The opportunity ahead
The coronavirus has pushed employees out of the office environment and into work-from-home mode. Some industry watchers have suggested this will end up being a permanent shift. Maybe, but it's highly likely offices will remain very important to businesses. There are just too many benefits from bringing people together to share and create.
Assuming the work-from-home trend shifts back toward a more normal work-from-work trend, retail stores on the bottom floor of office buildings will likely pick up again, too. So, long term, Empire State Realty's big-picture business model probably isn't broken. That suggests there's turnaround appeal here, even after a massive stock rally in November on positive coronavirus vaccine news. In fact, the shares are still roughly 30% below their early-year highs.
However, that doesn't mean the REIT is a great buy for every investor. But to figure out if you should steer clear, you need to look a little deeper.

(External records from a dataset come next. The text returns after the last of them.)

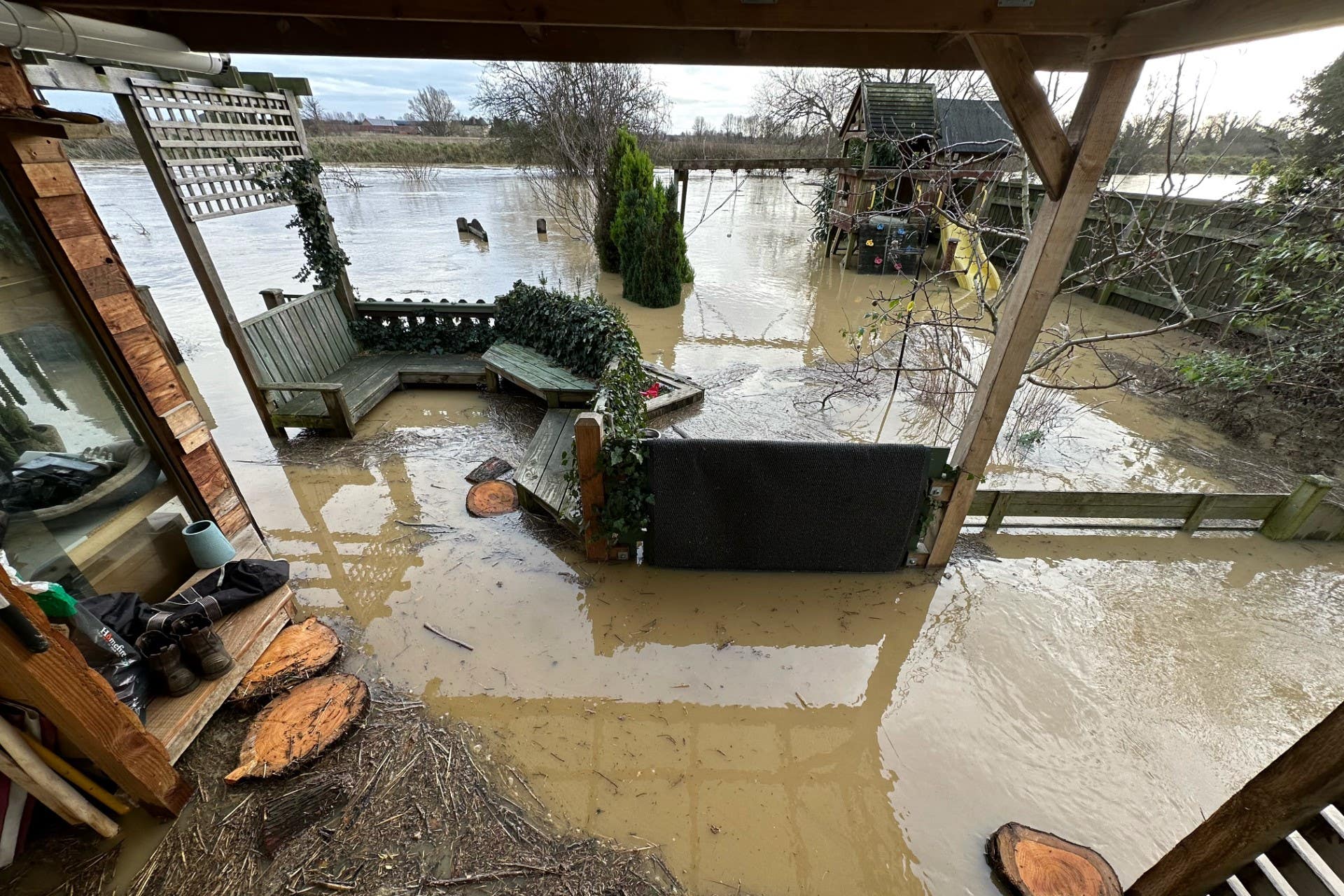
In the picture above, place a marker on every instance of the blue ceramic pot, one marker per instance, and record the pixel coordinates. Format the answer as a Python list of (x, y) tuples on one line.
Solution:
[(209, 546)]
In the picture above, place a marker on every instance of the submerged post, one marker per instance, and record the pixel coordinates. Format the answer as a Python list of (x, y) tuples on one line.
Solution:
[(1093, 131), (588, 449), (1287, 520)]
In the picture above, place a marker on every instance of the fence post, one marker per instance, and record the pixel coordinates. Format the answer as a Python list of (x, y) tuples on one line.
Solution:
[(588, 448), (1291, 514)]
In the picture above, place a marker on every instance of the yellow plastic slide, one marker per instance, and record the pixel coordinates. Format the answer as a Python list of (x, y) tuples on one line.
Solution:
[(969, 264)]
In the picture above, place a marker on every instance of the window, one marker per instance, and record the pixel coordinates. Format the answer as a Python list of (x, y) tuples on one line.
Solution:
[(83, 498)]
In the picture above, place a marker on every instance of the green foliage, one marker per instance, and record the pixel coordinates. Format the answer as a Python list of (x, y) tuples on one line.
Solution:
[(578, 332), (608, 198), (645, 229), (296, 182), (468, 336)]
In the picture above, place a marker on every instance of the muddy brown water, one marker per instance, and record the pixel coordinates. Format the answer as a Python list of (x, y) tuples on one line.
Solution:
[(778, 734)]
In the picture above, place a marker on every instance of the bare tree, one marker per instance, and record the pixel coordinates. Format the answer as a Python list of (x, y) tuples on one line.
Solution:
[(433, 109), (561, 118)]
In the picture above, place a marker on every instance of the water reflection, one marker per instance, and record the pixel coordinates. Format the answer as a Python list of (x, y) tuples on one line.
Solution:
[(792, 734)]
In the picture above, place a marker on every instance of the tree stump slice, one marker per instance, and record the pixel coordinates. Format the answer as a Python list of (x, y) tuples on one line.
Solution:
[(1040, 864), (492, 498), (298, 727), (296, 654)]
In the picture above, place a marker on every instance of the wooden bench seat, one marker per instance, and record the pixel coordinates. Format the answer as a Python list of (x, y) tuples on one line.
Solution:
[(540, 476), (537, 374), (312, 372)]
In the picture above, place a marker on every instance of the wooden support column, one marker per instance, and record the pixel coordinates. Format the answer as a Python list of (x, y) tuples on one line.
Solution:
[(1004, 59), (80, 703), (194, 246), (1284, 796), (86, 260), (1034, 288), (588, 449)]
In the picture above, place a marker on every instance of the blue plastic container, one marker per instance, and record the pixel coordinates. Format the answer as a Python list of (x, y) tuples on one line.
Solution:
[(207, 545)]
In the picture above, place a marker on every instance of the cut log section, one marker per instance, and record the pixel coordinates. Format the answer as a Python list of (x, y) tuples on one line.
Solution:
[(492, 498), (496, 468), (296, 654), (299, 726), (1040, 864)]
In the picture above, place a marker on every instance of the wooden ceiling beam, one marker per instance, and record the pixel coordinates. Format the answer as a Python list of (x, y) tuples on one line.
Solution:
[(1046, 16), (449, 41), (1199, 24), (1011, 71)]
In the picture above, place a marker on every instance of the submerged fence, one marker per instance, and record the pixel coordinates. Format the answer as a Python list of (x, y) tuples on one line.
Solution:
[(1209, 244)]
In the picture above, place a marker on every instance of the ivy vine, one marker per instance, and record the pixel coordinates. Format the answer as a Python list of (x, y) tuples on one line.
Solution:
[(296, 182)]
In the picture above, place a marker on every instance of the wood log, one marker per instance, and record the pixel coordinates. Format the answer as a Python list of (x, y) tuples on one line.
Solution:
[(492, 498), (296, 654), (298, 727), (492, 469), (50, 788), (1040, 864), (292, 813)]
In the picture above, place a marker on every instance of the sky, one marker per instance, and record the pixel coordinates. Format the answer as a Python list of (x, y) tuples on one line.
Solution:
[(1253, 78)]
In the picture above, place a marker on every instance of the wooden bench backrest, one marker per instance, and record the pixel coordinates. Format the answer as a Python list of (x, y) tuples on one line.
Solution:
[(307, 339)]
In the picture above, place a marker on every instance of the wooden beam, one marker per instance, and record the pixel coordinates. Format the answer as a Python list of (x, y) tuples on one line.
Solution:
[(1031, 292), (198, 255), (1094, 18), (1014, 77), (1198, 24), (88, 262), (1284, 796), (456, 41), (80, 703)]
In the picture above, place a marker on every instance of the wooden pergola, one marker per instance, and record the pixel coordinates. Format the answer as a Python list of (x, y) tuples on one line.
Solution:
[(1009, 39)]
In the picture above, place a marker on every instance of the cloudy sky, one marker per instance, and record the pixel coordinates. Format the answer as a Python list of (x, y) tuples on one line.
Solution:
[(1256, 78)]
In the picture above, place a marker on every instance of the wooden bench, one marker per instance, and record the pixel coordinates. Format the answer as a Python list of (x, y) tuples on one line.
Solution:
[(537, 374), (540, 476), (312, 372)]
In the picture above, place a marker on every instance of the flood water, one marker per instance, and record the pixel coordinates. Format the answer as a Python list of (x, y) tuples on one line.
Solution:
[(778, 734)]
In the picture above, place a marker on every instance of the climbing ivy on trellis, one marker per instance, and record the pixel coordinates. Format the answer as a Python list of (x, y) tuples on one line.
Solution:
[(296, 182)]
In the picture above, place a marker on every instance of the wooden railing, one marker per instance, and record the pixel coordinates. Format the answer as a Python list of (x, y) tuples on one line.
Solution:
[(426, 311), (1301, 514)]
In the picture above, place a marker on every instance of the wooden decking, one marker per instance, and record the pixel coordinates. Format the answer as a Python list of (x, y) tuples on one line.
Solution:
[(537, 374), (178, 720), (540, 476)]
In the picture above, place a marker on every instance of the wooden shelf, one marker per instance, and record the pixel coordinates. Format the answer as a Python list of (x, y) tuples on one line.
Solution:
[(178, 720)]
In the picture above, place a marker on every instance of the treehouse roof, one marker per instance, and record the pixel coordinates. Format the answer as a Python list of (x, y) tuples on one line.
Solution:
[(1057, 34)]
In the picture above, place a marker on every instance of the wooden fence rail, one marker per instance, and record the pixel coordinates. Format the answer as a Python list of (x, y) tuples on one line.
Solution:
[(1301, 514), (1211, 242)]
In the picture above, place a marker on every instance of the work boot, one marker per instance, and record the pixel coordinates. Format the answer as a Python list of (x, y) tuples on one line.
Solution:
[(164, 657), (202, 645)]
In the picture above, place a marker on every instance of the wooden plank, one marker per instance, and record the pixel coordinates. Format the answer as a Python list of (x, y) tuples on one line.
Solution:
[(1009, 69), (1285, 794), (80, 703), (1030, 298)]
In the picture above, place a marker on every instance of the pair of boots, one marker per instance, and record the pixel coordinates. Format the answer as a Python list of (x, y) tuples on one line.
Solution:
[(192, 637)]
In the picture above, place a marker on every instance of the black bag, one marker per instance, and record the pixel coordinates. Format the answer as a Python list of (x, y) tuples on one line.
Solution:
[(112, 657), (226, 590)]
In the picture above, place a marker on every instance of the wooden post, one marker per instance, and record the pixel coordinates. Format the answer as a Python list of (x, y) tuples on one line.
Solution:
[(344, 292), (78, 701), (64, 218), (588, 449), (1288, 519), (198, 255), (1284, 796), (1034, 288)]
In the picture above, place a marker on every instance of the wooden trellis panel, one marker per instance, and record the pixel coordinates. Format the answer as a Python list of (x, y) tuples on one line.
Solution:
[(213, 140)]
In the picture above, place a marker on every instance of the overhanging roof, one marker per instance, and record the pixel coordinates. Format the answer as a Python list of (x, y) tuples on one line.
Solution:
[(1058, 34)]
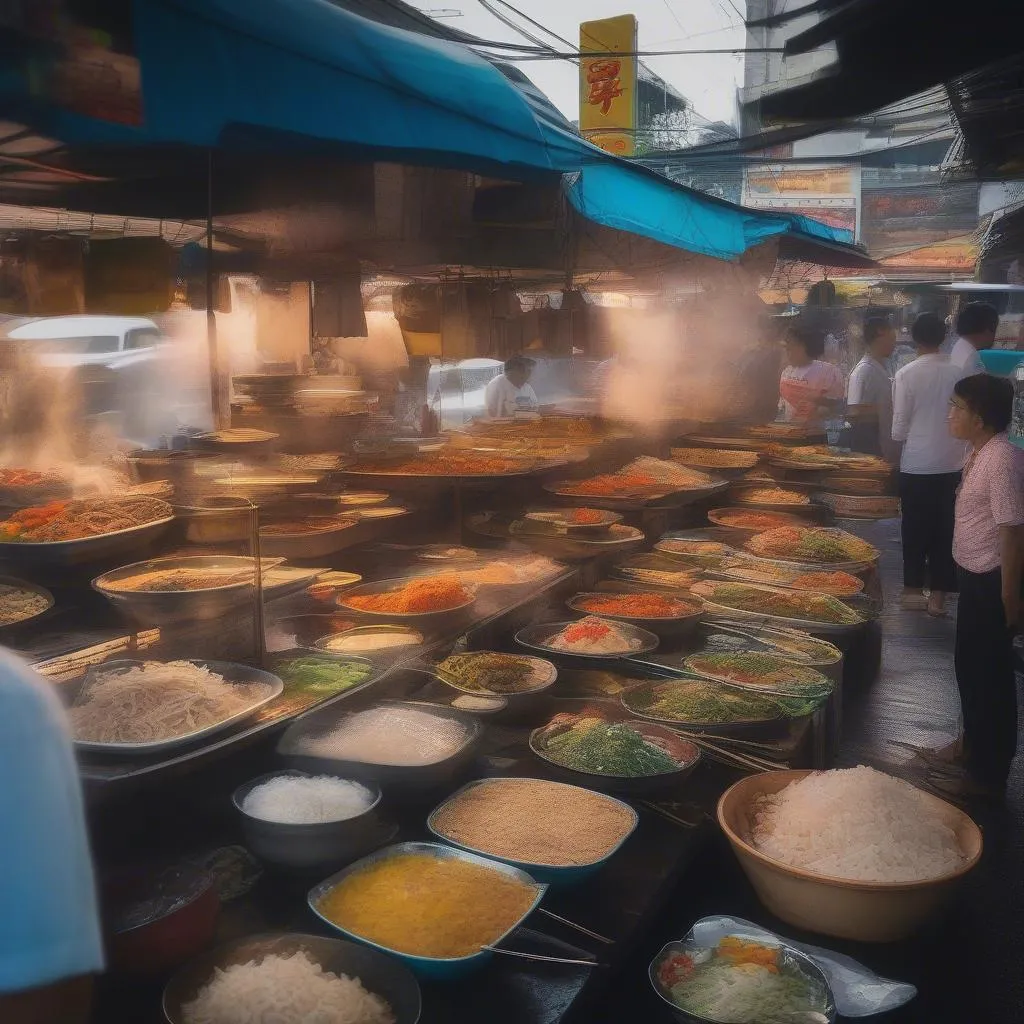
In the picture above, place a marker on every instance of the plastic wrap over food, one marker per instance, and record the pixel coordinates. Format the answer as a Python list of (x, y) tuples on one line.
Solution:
[(857, 990)]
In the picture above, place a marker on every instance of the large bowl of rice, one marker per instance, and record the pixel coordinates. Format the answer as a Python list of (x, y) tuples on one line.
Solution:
[(851, 853)]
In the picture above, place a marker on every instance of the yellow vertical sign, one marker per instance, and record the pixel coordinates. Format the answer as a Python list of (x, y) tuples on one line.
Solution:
[(608, 83)]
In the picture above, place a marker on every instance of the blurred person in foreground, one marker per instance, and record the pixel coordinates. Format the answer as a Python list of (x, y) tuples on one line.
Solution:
[(869, 396), (510, 391), (976, 327), (930, 468), (809, 387), (50, 941), (988, 547)]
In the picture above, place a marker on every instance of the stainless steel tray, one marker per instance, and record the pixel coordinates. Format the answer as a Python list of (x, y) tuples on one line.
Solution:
[(232, 673)]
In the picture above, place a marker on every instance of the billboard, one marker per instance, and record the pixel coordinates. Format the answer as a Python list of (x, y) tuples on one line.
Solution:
[(827, 193), (608, 84), (896, 219)]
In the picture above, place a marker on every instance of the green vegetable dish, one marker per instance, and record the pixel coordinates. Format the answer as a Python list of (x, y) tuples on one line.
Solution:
[(803, 605), (595, 744), (740, 982), (763, 672), (323, 676), (487, 672), (701, 702)]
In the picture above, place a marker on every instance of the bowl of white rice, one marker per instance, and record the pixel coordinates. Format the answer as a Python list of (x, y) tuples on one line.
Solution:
[(292, 979), (302, 821), (851, 853)]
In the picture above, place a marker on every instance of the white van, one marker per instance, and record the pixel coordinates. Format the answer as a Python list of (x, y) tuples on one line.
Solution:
[(82, 341)]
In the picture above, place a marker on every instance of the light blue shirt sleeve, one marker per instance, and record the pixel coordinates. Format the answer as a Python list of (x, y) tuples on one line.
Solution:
[(49, 921)]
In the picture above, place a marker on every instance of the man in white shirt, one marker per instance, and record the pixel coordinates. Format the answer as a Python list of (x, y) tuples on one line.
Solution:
[(930, 468), (869, 396), (976, 327), (509, 392), (49, 925)]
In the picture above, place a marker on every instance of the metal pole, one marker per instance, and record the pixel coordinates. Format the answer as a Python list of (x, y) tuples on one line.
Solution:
[(211, 316)]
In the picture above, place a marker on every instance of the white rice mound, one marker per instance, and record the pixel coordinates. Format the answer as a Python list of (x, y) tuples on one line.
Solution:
[(856, 823), (290, 989)]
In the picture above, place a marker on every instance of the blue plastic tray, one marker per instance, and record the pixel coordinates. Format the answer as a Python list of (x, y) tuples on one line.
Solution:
[(427, 967)]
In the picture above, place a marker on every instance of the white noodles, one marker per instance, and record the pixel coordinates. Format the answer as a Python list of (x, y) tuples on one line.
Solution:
[(388, 735), (290, 989), (158, 700), (297, 801), (856, 823)]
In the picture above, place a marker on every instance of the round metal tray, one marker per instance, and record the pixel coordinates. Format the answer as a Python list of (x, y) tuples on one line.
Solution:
[(536, 637), (408, 619)]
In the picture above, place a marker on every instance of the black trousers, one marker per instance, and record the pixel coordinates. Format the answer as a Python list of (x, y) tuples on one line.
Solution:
[(984, 659), (928, 502), (863, 436)]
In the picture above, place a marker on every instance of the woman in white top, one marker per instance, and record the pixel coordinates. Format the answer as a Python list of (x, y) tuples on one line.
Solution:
[(809, 387), (509, 392), (930, 468)]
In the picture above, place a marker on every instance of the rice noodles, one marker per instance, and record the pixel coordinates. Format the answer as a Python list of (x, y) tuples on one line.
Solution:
[(152, 701)]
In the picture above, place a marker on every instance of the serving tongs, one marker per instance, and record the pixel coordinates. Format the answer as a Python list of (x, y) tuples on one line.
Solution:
[(582, 961)]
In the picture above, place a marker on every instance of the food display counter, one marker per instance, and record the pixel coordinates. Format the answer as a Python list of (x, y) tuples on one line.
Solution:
[(539, 628)]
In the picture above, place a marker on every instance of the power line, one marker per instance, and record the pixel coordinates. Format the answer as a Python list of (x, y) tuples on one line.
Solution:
[(675, 16), (554, 55)]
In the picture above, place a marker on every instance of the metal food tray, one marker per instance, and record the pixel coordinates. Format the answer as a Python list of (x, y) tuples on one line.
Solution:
[(663, 499), (209, 603), (86, 549), (406, 617), (311, 544), (603, 781), (232, 673), (410, 777), (32, 588), (719, 728), (664, 626), (535, 637), (805, 508), (849, 566), (552, 873), (805, 625)]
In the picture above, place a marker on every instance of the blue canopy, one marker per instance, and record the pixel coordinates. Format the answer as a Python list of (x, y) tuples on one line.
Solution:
[(631, 199), (239, 72), (245, 74)]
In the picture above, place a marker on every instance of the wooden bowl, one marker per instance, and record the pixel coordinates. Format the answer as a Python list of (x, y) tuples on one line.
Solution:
[(864, 911)]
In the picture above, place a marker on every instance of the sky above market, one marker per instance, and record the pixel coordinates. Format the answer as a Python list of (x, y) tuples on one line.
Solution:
[(709, 81)]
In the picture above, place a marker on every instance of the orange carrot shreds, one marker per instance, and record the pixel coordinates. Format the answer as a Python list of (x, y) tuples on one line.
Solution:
[(416, 597), (586, 517), (586, 629), (450, 464), (636, 605), (428, 906), (79, 519), (828, 583), (614, 483), (775, 496)]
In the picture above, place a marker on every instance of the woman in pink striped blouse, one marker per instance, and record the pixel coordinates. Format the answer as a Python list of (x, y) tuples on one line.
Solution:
[(988, 548)]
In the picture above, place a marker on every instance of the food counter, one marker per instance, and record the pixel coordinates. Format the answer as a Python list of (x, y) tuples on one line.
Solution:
[(561, 637)]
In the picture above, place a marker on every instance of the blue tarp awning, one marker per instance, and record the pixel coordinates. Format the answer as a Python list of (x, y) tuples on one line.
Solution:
[(273, 73), (631, 199), (214, 70)]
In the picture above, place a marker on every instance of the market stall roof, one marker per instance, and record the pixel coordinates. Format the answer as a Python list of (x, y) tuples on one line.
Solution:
[(297, 76), (869, 35), (632, 199)]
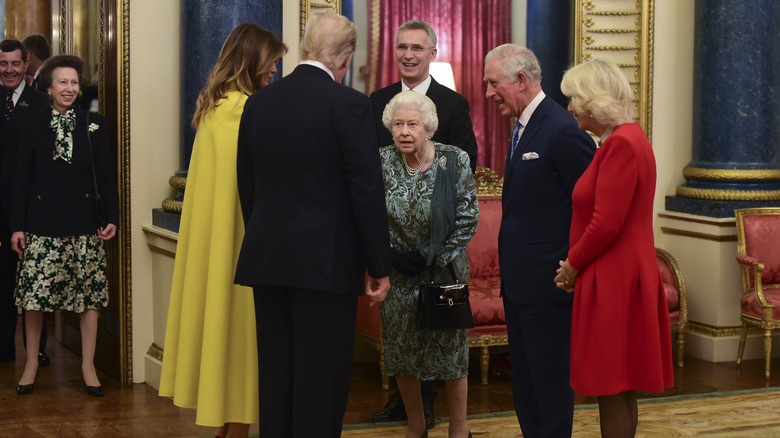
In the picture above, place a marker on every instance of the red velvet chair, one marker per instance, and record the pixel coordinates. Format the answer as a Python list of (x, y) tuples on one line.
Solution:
[(758, 255), (676, 297)]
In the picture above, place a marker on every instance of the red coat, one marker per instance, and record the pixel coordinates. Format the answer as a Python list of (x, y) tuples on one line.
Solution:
[(620, 323)]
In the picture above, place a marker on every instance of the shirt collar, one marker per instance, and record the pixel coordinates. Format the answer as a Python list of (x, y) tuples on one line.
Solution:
[(529, 110), (318, 65), (421, 88)]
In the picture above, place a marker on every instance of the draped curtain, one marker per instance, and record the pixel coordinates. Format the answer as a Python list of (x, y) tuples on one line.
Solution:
[(466, 31)]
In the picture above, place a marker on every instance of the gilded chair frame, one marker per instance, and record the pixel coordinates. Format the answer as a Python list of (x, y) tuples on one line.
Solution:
[(751, 267), (678, 328)]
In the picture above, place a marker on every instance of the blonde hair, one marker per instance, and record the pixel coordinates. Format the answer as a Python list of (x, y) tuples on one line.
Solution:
[(329, 38), (247, 55), (412, 100), (516, 59), (599, 88)]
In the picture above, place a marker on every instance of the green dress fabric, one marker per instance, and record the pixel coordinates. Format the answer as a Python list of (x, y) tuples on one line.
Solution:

The real problem to care about
Assuming the coronavirus is a temporary, surmountable problem, why not buy Empire State Realty Trust? The answer is right in the name. This REIT is hyperfocused on just one region: New York City and its surrounding suburbs. That's not a small issue.
On the company's website, the property map isn't an image of the United States; it's a closeup of just a small region of New York and Connecticut -- not even the entire states. If the office market in this area is weak, Empire State Realty Trust has nothing to fall back on to prop up its results. That lack of diversification should worry more conservative investors.
But there's more to this diversification risk than just the region in which the REIT operates. Just six properties make up a massive 73% of its rent roll. If any one of those properties has a problem, Empire State Realty Trust could find itself in a world of hurt, which would flow quickly through to shareholders.
Note that in the face of the coronavirus, the REIT stopped paying dividends in the third quarter. That's an extreme outcome driven by an extreme event, and the dividend should return at some point soon. But once things get back to "normal," it wouldn't be a shock to see a more modest dividend reduction if just a single property experienced operational difficulties.
Which gets us to the elephant in the room: The company's flagship property, the Empire State Building, makes up a huge 33% of the rent roll (roughly 40% of the rent from the property, meanwhile, comes from the observation deck).
There's no question the Empire State Building is an iconic asset, but having a third of this REIT's top line tied to a single property is a level of concentration that should worry even aggressive investors. Imagine what would happen if even half the property became unrentable because of something like a fire or an industrial accident. Is that likely to happen? Probably not, but is it worth the risk that it could?
Spread your bets around
New York is a great city, but there are a lot of other great cities in the country, too. And while few buildings have the same name cache as the Empire State Building, it's not really all that special when you think about it as an office building. Most investors would probably be better off putting their money to work in a more diversified office REIT.
In the end, Empire State Realty Trust is really a fairly high-stakes bet on the New York City region. That might be right for some people, but most would be better served by a more diversified approach.